House Republicans promoted their Whip Kevin McCarthy to the job of Majority Leader on Thursday, replacing Eric Cantor who lost to a Tea Party candidate ten days ago in a primary.
In McCarthy, Republicans have found a moderate voice with strong business ties, and the ability to understand the concerns of smaller businesses. They have also found someone who may be able to unify the fractious voices that have prevented the Republican caucus from taking meaningful action on legislation like immigration reform. (Though Cantor's Tea Party rival, David Brat, isn't a fan.)

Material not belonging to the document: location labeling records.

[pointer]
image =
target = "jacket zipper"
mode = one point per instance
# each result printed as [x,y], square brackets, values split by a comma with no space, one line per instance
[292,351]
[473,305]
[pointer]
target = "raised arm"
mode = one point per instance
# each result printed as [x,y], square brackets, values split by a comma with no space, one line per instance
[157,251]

While Rep. Cantor was always at ease with Wall Street and its lobbyists, serving as their go-to man for such things as gutting provisions that would have raised taxes on private equity earnings or that would have required more transparency and disclosures from hedge funds, McCarthy, 49, is cut from a slightly different cloth.
An entrepreneur who built his first business, a sandwich shop, with winnings from a lucky lottery ticket, McCarthy was also responsible in recent weeks for pushing through America's Small Business Tax Relief Act of 2014, which will let small business owners write off capital purchases more speedily.
McCarthy, who represents California's 23rd Congressional District, is cozy with Silicon Valley businesses, from whose entrepreneurs he has reportedly raised more than $200,000. (He reportedly tapped investment bank Goldman Sachs for $75,000.)
According to McCarthy's Congressional website:
Kevin started his own small business before the age of 21. He built Kevin O's Deli from the ground up, even enlisting his father's help in building the deli's counter in their garage. He worked hard, hired employees and enjoyed success in his community. That's also where he first encountered government overregulation. The countless frivolous and redundant rules, as well as the taxes small businesses like his were burdened with, spurred Kevin's interest in public service.
Government transparency website govtrack.us calls McCarthy a centrist, based on an analysis of 40 sponsored bills, which include things like the Veteran Access to Timely Medical Appoints Act and the Access to Capital for Job Creators Act. McCarthy sits on the House Committee on Financial Services, as well as the Capital Markets and Government Sponsored Enterprises and Financial Institutions and Consumer Credit subcommittees.